The generating an output voice signal includes unpacking the input bitstream signal and decoding a second plurality of codec-specific CELP parameters to produce an output voice signal. The decoding a second plurality of codec-specific CELP parameters includes reconstructing an excitation signal, synthesizing the excitation signal, and generating an intermediate speech signal. Additionally, the decoding a second plurality of codec-specific CELP parameters includes processing the intermediate speech signal to improve a perceptual quality.
As discussed above and further emphasized here, one of ordinary skill in the art would recognize many variations, alternatives, and modifications. For example, the first plurality of CELP voice compression standards may be different from or the same as the second plurality of CELP voice compression standards. The first standard of the first plurality of CELP voice compression standards is different from or the same as the first standard of the second plurality of CELP voice compression standards. The first standard of the first plurality of CELP voice compression standards may be different from or the same as the second standard or the third standard of the first plurality of CELP voice compression standards. The first standard of the second plurality of CELP voice compression standards may be different from or the same as the second standard or the third standard of the second plurality of CELP voice compression standards.
A comparison of certain features and processing functions of AMR-NB and AMR-WB according to an embodiment of the present invention is shown in Table 1. This table is merely an example, which should not unduly limit the scope of the present invention. One of ordinary skill in the art would recognize many variations, alternatives, and modifications.
As shown in Table 1, both AMR-NB and AMR-WB operate with a 20 ms frame size divided into 4 subframes of 5 ms. A difference between the wideband and narrowband coder is the sampling rate, which is 8 kHz for AMR-NB and 16 kHz downsampled to 12.8 kHz for analysis for AMR-WB. AMR wideband contains additional pre-processing functions for decimation and pre-emphasis. The linear prediction (LP) techniques used in both AMR-NB and AMR-WB are substantially identical, but AMR-WB performs linear prediction (LP) analysis to 16th order over an extended bandwidth of 6.4 kHz and converts the LP coefficients to/from Immittance Spectral Pairs (ISP). Quantization of the ISPs is performed using split-multi-stage vector quantization (SMSVQ), as opposed to split matrix quantization and split vector quantization for quantization of the LSFs in AMR-NB. The pitch search routines and computation of the target signal are similar, although the sample resolution for pitches differs. Both codecs follow an ACELP fixed codebook structure using a depth-first tree search to reduce computations. The adaptive and fixed codebook gains are quantized in both codecs using joint vector quantization (VQ) with 4th order moving average (MA) prediction. AMR-NB also uses scalar gain quantization for some modes. AMR-WB contains additional functions to deal with the higher frequency band up to 7 kHz. The post-processing for both coders includes high-pass filtering, with AMR-NB including specific functions for adaptive tilt-compensation and formant postfiltering, and AMR-WB including specific functions for de-emphasis and up-sampling.

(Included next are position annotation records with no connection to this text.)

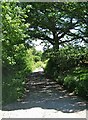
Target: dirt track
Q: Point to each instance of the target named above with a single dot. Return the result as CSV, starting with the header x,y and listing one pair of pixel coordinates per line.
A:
x,y
45,99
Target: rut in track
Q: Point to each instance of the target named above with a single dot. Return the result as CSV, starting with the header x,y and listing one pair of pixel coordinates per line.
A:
x,y
45,98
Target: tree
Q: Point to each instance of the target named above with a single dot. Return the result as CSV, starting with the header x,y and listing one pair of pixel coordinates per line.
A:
x,y
14,33
58,23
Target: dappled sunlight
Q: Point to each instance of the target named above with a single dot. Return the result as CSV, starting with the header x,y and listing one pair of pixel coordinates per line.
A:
x,y
47,94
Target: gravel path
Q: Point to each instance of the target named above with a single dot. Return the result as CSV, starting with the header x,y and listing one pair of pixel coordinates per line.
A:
x,y
45,99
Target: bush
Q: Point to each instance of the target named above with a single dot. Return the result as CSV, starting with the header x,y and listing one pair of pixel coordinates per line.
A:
x,y
69,67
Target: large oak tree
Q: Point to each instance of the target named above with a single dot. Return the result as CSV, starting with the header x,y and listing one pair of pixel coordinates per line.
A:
x,y
58,23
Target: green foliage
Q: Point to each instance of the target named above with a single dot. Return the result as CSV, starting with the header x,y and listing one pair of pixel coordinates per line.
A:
x,y
57,23
69,66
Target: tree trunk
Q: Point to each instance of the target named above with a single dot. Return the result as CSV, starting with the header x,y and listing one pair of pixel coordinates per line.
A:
x,y
56,44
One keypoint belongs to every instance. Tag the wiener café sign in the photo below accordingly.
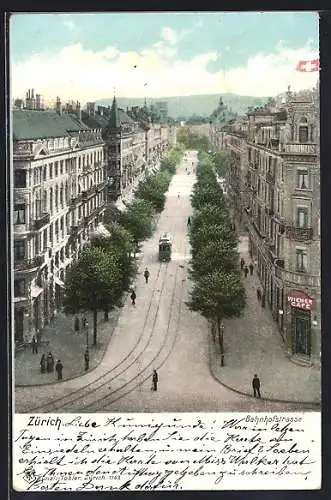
(300, 300)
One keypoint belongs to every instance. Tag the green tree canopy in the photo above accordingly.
(94, 283)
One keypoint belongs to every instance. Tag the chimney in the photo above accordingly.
(78, 111)
(38, 101)
(58, 106)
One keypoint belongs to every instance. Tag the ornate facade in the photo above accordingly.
(58, 172)
(274, 189)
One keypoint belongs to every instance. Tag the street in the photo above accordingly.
(159, 332)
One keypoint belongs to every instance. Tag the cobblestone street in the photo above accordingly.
(160, 332)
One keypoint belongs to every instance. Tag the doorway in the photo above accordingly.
(301, 332)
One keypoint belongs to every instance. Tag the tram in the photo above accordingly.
(165, 246)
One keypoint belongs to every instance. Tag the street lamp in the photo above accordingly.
(86, 326)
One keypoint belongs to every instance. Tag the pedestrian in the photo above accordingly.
(50, 363)
(34, 345)
(256, 386)
(155, 380)
(146, 274)
(43, 364)
(59, 368)
(76, 324)
(87, 360)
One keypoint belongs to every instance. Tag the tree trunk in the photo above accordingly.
(221, 339)
(95, 321)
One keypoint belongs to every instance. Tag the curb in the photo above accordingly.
(237, 391)
(75, 376)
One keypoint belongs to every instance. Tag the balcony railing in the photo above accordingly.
(28, 264)
(300, 148)
(40, 222)
(296, 278)
(299, 233)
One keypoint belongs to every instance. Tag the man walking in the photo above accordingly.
(155, 380)
(256, 386)
(146, 275)
(34, 345)
(87, 360)
(59, 368)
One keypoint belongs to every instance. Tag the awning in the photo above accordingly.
(101, 231)
(59, 282)
(36, 291)
(120, 205)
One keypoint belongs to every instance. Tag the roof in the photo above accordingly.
(31, 124)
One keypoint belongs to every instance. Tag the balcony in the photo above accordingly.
(297, 279)
(299, 233)
(29, 264)
(40, 222)
(309, 149)
(88, 193)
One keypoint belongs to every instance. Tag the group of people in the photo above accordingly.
(47, 365)
(246, 268)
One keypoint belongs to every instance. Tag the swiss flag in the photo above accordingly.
(308, 66)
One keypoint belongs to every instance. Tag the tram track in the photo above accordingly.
(93, 386)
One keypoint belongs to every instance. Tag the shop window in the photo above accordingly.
(19, 214)
(302, 217)
(302, 179)
(19, 250)
(301, 260)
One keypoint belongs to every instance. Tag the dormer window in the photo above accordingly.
(303, 130)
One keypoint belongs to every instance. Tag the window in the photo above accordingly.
(302, 179)
(19, 214)
(302, 217)
(19, 250)
(19, 288)
(20, 178)
(301, 260)
(303, 133)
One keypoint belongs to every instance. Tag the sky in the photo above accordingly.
(88, 57)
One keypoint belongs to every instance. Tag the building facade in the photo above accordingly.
(59, 198)
(274, 189)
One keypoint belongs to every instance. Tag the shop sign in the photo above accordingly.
(300, 299)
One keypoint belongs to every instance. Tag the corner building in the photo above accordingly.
(274, 190)
(58, 174)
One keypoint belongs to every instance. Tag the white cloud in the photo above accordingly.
(80, 74)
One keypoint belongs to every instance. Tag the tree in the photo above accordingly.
(138, 220)
(215, 255)
(219, 295)
(94, 283)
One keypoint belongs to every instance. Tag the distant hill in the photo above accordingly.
(201, 105)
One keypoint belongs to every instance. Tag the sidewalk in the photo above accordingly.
(67, 345)
(252, 345)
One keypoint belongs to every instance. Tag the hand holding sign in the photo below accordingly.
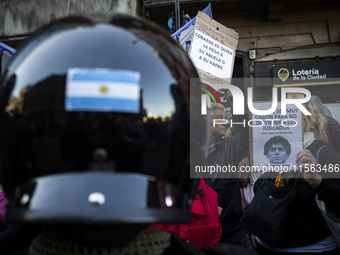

In one preferred embodiment, the Multi-codec architecture is applied to integrate the GSM-EFR, AMR-NB and AMR-WB speech codecs. The foundation structure of the Multi-Codec for GSM-EFR, AMR-NB and AMR-WB is the AMR-NB code.
The pre-processing block for AMR-NB comprises highpass filtering and downscaling. Additional functions to perform upsampling/downsampling and lowpass filtering are added, as well as the AMR-WB lowpass, highpass and tilt filter coefficients.
The LP analysis block comprises autocorrelation calculation, lag windowing and Levinson-Durbin recursion. The encoder function calling routine is adapted to activate the LP analysis routine twice per frame in the case of EFR and 12.2 kbps AMR and once per frame in all other cases. Differing input parameters are the analysis window length in samples, the table accessed for the window coefficients (which is added), and the order of prediction. LP parameter quantization for AMR-WB requires conversion of LP coefficients to ISP coefficients. Instead of adding this additional code, it can be shown that the first 15 ISPs are the same as the line spectral pairs (LSPs) derived from 15th order LP analysis, and the 16th ISP is the 16th linear prediction coefficient (LPC). Hence, the ISPs can be calculated using the AMR-NB LPC-to-LSP and LSP-to-LPC conversion functions with minor alterations. AMR-WB ISP quantization code and tables are added.
The open-loop pitch search block consists primarily of a maximum autocorrelation search on a given signal. The input signal is the weighted speech for AMR-NB, and a filtered, downsampled version of the weighted speech for AMR-WB. The lag weighting functions are identical in form, with slightly different constant values. Code additions for WB include weighting parameters, pitch range values, and interpolating filter coefficients to find ½ and ¼ sample resolution for the closed-loop pitch search block. The quantization of absolute and relative pitch delays used in NB can be shared by WB.
The VAD processing block for AMR-NB comprises 2 options, the first of which is the basis for the AMR-WB VAD approach. While most of the program code is identical, some minor additions need to be made to VAD option 1 such as the AMR-WB VAD filterbank to include frequencies up to 6.4 kHz.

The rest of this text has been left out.